Maybe that’s why so many religions and spiritual traditions engage in celebrations of Light. Hanukkah commemorates the victory by the Jews over a tyrant king and the miracle of a small quantity of oil to light the Temple’s menorah miraculously lasting eight days. The 13th of November is huge  celebration of light, Diwali, celebrated by Hindus, Sikhs and Jains, is a festival of triumph of good over evil celebrated with light displays, food and fireworks.. It’s a beautiful and colorful celebration. It is not surprising then that Kwanzaa, which celebrates African heritage in African-American culture, also is a celebration of light.  In addition to a feast and gift giving. seven candles are lit to symbolize the seven core principles of Kwanzaa. Kwanzaa is celebrated very near Christmas.

Christmas, the celebration of the birth of Jesus of Nazareth,  is not in sync with the historical birth of Jesus, but occurs just after the longest night of the year, as the earth slowly tilts once again towards the sun.  I wonder if, back in ancient times, the darkness seemed to be winning when Jesus entered the picture.  Things were fairly dire in the outposts of the Roman Empire, especially if you were ill or not well off materially; there was poverty and disease, and an Empire not too interested in anything besides tax collecting.  For Christians, Jesus is “the Light of the World” that overcame the darkness. Perhaps that is one reason the celebration was moved from Spring to December, just after the winter Solstice.

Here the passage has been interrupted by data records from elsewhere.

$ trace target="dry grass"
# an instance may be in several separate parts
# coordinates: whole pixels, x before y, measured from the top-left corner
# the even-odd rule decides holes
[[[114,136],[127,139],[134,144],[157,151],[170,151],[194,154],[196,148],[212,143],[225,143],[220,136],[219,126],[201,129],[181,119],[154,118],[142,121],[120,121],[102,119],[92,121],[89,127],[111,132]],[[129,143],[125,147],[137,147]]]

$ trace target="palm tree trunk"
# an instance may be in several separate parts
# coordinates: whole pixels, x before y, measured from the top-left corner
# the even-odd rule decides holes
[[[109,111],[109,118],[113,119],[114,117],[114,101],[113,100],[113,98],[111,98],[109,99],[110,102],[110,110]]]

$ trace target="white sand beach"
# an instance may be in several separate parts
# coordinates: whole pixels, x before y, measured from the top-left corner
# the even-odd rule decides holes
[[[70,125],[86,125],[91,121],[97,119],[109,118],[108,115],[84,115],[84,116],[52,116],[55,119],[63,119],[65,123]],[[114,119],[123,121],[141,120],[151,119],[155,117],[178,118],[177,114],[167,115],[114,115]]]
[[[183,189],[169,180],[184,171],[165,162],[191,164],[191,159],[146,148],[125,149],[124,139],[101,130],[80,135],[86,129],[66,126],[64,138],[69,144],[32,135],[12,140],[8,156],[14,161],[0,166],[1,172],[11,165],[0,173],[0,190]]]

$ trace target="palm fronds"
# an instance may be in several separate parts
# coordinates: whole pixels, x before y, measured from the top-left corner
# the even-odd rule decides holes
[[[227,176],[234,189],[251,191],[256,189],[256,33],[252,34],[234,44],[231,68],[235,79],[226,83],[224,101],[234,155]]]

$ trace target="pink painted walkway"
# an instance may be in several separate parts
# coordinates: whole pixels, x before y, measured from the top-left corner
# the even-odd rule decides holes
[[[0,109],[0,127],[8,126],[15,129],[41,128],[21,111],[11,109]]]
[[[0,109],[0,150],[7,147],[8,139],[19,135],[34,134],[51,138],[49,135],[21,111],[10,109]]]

Time and time again, candles are lit in celebration, commemoration, worship to give us hope and remind us that darkness always gives way to light. The thing is, you have to keep moving, keep bringing light, no matter how dark the night seems, or for how long.

 Just as darkness enveloped the Empire, so night envelops us as we wait for the Solstice, which occurs just before we celebrate Christmas. We string small lights onto our homes and trees and sing songs of Peace and Joy. Light once again has overcome the dark. It did back then. It will again. 

You will bring it.

For Aimee Levesque and me, Inclusive Theater of WNY is our candle in the darkness. It is the Light we offer to all those who wander in the darkness of exclusion, depression, judgement, fear, harassment, and hopelessness. Through our own difficult experiences we haven’t just come to believe–we KNOW–that to exclude anyone on the basis of something they cannot change (something core to their being) is to foist darkness upon the person, and the world. The world because we believe that each individual brings his/her own light and our calling is to help others to grow their own light and to share it. To extinguish the light of another is ultimate evil. Whether by shaming, blaming, ostracizing, or other means, it is soul murder not to acknowledge, validate and value the unique soul in every single person.